Yes, and why not Mr. Duff? Never mind that, in a democratic vote with a relatively high turnout, the only population given a direct say in the Treaty told the government to take said Treaty and insert it in an orifice. Never mind that whole democracy thing. After all, the Treaty is all about shifting power from elected to unelected bodies, so we shouldn’t be surprised…
Perhaps our own dear Foreign Secretary was in the mood for a little respect:
“I believe it is right that we continue with our process.”
So, that’s a no, then. Everywhere you look, you get the same reaction from pro-Treaty politicians: “Oh, come on, you can’t be serious can you? Those fucking peasants owe us. We lifted those ungrateful little shits out of the bogs, and we expect a return of service. All we’re asking for is for their permission to snatch yet more power from national legislatures and hand it to unelected committees. Just because they’ve actually got something to do with the freedom we helped them achieve doesn’t mean they should use it…”
The Irish reaction to the Lisbon Treaty is clear: the country that’s benefited most from Europe doesn’t want it. The commissioners in Brussles need to learn from that. In the only country where the government allowed the people a say, that people rejected the Treaty. These people are some of the most pro-EU in Western Europe; even the opposition leaflets carried the slogan “Ireland’s Place is in Europe.” When that happens, EU leaders should look around, question how welcome their proposals will be in less europhilic parts of the world - and quietly drop them.
And yet we see them squeal. Monumental buttocks continue to flap even as I write. Can’t they see how this damages the very idea of European unity that they love so much? They haven’t accepted defeat - but simply propose to move on regardless. The public don’t want an EU in the form the Lisbon Treaty sets out. That its authors reject this clear rejection adds fuel to the fires of discontent and the arguments of those who call the new EU undemocratic. Their behaviour is undemocratic - and so the whole institution becomes tainted with that poisonous charge. They become the bloated Eurocrats of stereotype, and the public begin to hate them.

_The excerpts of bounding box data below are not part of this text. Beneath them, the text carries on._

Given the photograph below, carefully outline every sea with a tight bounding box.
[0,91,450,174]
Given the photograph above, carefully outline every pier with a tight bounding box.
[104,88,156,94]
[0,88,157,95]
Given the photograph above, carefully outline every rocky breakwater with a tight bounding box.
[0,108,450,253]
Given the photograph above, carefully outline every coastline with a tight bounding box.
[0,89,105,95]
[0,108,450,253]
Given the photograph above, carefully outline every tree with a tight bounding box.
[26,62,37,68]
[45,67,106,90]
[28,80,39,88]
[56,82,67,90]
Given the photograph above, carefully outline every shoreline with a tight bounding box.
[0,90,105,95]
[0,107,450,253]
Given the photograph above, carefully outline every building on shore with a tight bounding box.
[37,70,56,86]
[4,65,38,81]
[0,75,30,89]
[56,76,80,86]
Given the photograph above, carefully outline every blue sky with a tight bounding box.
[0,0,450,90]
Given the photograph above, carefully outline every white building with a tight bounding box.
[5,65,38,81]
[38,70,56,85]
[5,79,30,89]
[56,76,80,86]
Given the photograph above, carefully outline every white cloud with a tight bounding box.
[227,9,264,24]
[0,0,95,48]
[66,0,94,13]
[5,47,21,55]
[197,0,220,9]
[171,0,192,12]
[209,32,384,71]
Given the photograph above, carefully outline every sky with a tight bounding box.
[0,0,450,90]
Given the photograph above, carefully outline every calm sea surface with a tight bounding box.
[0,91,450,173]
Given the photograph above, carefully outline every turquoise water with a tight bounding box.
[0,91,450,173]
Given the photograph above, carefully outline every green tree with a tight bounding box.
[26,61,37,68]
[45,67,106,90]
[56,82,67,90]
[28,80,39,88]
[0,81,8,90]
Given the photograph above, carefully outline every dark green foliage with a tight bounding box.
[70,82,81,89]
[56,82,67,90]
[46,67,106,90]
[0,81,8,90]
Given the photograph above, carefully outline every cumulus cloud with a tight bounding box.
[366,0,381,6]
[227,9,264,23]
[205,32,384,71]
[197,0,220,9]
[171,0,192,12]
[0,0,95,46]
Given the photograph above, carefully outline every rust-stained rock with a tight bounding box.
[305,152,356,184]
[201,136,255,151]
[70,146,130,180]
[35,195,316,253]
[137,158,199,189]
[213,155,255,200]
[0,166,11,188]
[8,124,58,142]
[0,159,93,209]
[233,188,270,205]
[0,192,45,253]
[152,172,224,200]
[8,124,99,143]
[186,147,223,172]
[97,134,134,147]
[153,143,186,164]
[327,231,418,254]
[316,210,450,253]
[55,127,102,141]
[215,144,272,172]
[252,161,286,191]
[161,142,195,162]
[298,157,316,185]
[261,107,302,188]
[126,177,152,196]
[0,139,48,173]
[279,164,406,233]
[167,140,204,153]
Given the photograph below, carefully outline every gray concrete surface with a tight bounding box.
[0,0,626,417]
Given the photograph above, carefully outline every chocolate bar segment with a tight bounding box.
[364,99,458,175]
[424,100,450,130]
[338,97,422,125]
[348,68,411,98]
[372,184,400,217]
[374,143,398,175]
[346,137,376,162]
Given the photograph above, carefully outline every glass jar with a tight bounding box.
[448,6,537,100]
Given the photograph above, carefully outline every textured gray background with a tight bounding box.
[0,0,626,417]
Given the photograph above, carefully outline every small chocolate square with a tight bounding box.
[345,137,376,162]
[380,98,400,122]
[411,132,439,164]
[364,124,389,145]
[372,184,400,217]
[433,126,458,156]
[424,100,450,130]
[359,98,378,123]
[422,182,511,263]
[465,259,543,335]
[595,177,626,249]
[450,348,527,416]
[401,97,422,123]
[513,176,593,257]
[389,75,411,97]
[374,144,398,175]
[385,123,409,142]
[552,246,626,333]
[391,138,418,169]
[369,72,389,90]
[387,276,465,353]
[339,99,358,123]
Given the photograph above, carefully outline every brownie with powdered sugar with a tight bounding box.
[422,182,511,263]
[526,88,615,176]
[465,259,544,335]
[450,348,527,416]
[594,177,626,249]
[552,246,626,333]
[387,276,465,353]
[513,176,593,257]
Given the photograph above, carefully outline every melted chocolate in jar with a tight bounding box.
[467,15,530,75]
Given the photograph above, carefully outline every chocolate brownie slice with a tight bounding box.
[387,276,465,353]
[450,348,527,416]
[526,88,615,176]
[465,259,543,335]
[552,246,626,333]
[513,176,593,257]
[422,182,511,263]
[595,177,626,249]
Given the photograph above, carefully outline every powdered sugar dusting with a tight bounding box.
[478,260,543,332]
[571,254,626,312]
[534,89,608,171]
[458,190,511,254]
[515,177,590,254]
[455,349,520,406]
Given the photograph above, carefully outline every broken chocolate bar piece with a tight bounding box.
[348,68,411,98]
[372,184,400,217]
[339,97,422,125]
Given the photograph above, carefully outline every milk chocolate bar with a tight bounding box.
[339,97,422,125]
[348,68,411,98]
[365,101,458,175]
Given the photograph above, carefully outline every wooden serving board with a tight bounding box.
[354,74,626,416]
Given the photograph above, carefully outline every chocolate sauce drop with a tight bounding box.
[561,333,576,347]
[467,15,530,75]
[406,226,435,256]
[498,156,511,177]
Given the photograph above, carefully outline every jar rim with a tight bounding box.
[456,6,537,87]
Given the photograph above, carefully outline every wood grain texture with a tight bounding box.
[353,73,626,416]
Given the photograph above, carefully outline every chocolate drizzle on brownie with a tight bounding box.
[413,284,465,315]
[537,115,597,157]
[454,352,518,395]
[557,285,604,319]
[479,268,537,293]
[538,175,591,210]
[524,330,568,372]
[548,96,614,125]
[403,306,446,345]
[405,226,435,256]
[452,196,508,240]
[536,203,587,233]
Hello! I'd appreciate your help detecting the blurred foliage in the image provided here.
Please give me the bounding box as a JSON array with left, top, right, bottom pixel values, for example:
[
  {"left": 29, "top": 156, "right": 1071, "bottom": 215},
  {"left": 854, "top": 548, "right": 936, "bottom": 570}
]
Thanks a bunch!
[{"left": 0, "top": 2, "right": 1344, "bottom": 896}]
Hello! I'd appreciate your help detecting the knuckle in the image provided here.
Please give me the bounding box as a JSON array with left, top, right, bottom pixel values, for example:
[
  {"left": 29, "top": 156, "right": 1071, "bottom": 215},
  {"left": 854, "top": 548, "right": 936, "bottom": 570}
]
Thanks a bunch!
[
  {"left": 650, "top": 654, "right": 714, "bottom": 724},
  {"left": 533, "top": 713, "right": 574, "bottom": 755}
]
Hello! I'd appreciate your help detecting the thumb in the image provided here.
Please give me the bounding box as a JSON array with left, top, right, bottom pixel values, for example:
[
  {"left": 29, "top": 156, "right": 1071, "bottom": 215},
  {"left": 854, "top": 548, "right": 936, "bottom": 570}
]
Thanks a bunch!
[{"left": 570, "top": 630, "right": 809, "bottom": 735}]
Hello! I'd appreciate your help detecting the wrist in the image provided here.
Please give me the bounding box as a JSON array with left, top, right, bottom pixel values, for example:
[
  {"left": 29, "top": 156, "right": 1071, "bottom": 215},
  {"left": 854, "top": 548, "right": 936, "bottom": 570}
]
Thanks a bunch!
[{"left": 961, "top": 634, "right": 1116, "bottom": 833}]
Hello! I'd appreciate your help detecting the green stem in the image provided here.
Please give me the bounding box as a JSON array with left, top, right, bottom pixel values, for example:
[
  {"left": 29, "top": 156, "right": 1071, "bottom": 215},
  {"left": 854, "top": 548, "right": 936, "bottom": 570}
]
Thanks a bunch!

You cannot impose a nation - or a supra-nation - from above. As Vamp points out here, only a public belief in international unity will make an imagined community real. That belief does not exist at present. Arrogant attempts to force it into life through words on paper won’t create that. They might even halt it.
The Irish Rejection of the Lisbon Treaty didn’t represent a rejection of the EU. All it demonstrated was their resistance to the imposition of an as yet unpopular form and idea from above. If the Eurocrats press on regardless, that might well change - into an active rejection of Europe itself. And they’d only have themselves to blame.